Story Highlights
- Nebraska became the first state to begin enforcing Medicaid work requirements on May 1, 2026, ahead of the January 2027 federal deadline; Montana and Iowa plan to follow
- A KFF survey of 42 states finds lingering uncertainty over which diseases qualify for exemptions and how to verify compliance, with federal guidance not expected until June 2026
- The CBO estimates work requirements will reduce federal Medicaid spending by $326 billion over 10 years and leave 4.8 million more people uninsured by 2034
What Happened
State officials remain uncertain how to enforce a requirement for many adult Medicaid enrollees to show they are working — even as one state launches its program this week — and they are taking a variety of approaches to the job, including, in a handful of states, using artificial intelligence. A KFF survey of Medicaid officials from 42 states and the District of Columbia offers insights into key policy decisions state officials face as the January 1, 2027, deadline for implementing the work requirement nears.
Lingering questions include which diseases and illnesses will qualify Medicaid beneficiaries for exemptions and how to automate compliance verification. Federal guidance is not expected to be released until June. But some states are moving forward with their own definitions of “medical frailty,” which under congressional Republicans’ One Big Beautiful Bill Act will allow Medicaid enrollees to escape the requirement.
Nebraska became the first state to begin enforcing federal work requirements early through a state plan amendment, starting May 1, 2026. Montana has indicated it will begin enforcing work requirements on July 1, 2026, and Iowa will implement on December 1, 2026. Other states are pursuing Section 1115 waivers to implement the requirements before the federal deadline.
The Congressional Budget Office estimates that work requirements will reduce federal Medicaid spending by about $326 billion over 10 years. The agency also estimates that 4.8 million more people will be uninsured in 2034 because of the work requirement. A KFF policy analyst characterized the timeline as dangerously compressed: “A lot of states are working on a super-condensed timeline. They are still making these big decisions with less than a year before implementation.”
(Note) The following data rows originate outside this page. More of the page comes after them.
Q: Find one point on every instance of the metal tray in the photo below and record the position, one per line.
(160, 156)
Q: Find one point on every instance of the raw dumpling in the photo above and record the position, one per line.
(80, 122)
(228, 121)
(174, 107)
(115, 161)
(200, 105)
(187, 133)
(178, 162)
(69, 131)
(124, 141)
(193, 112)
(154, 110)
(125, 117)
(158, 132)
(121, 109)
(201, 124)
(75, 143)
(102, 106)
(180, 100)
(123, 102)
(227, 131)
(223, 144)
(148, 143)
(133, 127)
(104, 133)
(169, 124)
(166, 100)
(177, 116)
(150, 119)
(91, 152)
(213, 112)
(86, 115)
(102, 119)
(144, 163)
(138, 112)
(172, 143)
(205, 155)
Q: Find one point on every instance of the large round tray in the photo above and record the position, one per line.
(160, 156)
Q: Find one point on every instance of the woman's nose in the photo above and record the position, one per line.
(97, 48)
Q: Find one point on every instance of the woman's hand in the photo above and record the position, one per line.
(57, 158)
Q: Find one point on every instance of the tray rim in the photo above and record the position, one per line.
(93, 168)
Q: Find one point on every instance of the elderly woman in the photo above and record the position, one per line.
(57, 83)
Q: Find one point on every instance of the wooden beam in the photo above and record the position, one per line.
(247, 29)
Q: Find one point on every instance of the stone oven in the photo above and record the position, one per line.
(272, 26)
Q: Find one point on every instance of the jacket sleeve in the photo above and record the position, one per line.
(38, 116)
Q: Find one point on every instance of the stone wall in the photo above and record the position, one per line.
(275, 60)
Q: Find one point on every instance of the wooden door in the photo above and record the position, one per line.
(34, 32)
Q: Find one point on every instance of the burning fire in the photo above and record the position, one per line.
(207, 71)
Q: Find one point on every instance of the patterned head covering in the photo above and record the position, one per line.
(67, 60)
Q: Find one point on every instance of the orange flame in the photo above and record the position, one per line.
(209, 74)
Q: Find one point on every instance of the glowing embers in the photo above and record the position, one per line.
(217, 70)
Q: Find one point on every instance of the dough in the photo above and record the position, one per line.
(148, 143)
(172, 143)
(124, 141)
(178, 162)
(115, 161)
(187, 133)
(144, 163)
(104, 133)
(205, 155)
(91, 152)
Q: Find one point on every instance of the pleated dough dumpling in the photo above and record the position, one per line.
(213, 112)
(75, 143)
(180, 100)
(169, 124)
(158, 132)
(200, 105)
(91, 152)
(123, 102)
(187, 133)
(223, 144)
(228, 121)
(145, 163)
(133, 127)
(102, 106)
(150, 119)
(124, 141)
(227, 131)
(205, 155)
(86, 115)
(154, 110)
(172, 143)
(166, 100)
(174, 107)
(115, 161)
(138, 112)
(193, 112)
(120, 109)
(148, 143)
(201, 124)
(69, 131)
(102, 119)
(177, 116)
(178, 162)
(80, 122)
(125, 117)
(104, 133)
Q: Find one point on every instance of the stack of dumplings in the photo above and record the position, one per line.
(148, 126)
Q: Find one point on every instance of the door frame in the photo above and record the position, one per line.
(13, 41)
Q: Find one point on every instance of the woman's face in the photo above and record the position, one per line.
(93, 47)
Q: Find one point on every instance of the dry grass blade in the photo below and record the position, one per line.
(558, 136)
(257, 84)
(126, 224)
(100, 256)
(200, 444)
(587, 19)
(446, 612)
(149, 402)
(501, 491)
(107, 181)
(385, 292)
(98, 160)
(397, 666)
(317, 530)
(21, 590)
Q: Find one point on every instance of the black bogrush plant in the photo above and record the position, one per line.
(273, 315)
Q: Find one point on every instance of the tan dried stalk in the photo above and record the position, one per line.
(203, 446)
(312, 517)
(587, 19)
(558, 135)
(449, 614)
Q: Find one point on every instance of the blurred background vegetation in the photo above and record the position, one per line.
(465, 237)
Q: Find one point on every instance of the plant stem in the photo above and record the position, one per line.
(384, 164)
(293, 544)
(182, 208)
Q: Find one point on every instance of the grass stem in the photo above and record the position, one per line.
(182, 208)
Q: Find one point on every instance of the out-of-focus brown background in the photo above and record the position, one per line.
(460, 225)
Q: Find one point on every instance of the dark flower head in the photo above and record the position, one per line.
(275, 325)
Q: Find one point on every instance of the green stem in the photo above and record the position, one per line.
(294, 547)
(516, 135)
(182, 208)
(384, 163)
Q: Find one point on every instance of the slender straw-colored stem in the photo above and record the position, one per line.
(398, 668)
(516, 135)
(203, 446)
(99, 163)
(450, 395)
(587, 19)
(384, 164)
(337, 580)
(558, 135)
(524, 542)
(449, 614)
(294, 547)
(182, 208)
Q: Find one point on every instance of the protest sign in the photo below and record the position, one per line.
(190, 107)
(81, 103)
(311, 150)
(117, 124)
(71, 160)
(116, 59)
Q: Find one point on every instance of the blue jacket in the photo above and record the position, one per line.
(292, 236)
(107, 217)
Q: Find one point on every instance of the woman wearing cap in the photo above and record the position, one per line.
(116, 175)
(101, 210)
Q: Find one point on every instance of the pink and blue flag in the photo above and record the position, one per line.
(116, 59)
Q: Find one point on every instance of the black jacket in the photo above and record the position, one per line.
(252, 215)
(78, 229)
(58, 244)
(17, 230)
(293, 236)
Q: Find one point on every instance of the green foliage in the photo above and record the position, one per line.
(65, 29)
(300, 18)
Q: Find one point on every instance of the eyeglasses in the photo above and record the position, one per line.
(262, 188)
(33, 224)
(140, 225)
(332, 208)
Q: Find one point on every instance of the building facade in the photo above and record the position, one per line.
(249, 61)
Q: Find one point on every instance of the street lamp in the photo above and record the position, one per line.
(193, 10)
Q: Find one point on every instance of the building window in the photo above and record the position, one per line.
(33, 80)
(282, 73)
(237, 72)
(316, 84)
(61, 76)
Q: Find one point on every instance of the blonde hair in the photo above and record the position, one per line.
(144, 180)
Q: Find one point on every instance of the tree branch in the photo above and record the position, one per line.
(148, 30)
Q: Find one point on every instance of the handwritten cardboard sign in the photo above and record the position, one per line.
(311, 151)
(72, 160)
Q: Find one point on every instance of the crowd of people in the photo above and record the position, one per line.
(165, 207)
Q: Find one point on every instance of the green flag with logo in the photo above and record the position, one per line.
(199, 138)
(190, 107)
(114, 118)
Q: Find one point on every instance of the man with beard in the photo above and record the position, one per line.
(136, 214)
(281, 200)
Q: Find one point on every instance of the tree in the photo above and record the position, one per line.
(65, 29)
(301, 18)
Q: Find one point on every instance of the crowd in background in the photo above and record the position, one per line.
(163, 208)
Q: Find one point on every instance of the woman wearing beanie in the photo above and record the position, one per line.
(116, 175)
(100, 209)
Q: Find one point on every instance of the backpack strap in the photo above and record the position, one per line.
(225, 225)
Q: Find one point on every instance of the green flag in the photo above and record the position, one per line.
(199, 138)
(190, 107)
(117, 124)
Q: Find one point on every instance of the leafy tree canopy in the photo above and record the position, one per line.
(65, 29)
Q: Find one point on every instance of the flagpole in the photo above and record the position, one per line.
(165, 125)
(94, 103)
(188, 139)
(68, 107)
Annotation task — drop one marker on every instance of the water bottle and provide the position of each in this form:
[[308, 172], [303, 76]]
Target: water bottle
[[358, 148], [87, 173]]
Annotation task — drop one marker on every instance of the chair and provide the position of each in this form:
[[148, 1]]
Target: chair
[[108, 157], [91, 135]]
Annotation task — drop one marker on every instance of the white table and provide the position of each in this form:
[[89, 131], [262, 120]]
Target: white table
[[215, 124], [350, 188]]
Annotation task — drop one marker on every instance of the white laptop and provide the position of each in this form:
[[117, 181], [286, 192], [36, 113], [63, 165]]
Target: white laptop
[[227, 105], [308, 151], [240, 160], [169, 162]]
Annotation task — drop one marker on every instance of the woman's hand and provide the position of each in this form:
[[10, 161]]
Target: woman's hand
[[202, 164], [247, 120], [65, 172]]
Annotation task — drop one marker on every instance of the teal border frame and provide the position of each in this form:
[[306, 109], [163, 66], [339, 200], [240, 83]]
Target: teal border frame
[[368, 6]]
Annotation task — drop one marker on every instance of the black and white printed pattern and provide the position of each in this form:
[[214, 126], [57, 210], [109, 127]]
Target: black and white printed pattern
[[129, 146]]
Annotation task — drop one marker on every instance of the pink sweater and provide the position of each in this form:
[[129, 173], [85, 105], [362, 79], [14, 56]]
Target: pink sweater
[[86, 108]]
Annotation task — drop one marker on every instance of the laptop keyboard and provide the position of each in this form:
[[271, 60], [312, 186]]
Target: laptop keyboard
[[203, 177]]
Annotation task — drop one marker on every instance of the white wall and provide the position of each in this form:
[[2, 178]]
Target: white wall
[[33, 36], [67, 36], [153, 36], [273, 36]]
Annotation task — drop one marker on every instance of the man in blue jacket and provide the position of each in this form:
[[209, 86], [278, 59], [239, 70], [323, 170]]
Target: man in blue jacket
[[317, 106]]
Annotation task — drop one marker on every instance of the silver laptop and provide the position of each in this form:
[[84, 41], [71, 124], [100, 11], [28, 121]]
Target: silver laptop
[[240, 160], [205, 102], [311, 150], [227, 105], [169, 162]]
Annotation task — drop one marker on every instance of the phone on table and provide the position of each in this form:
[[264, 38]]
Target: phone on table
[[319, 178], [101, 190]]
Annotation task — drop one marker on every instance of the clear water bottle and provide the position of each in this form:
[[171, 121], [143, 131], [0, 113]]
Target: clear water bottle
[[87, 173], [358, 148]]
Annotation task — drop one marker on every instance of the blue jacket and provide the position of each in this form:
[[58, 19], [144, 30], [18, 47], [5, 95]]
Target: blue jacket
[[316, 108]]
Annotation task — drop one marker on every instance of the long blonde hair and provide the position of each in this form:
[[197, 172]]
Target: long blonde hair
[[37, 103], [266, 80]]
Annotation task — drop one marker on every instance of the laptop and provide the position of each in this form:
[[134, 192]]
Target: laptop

The law directs the Secretary of HHS to issue an interim final rule on implementing work requirements by June 1, 2026. Notably, the law specifies the interim rule will not be subject to public notice or public comment, an unusual provision that bypasses the standard regulatory process and limits the ability of affected individuals, states, and advocacy organizations to weigh in before implementation begins.
Why It Matters
The Medicaid work requirements represent one of the most sweeping changes to a federal safety net program in a generation. More than 70 million Americans — including children, elderly adults, people with disabilities, and low-income working families — rely on Medicaid for health coverage. Any policy that creates new administrative hurdles for adults in the Medicaid expansion group carries the risk of disrupting coverage for people who remain financially and medically eligible, simply because they fail to navigate a complex new bureaucratic process.
The history of state-level work requirements is instructive. Arkansas was the only state to successfully implement a Medicaid work requirement during Trump’s first term, and the results were sobering. Thousands of eligible Medicaid recipients lost coverage not because they failed to work, but because they did not complete the paperwork. Federal courts ultimately found the Arkansas program unlawful. The risk of similar administrative disenrollment happening at national scale is a primary concern of health policy experts.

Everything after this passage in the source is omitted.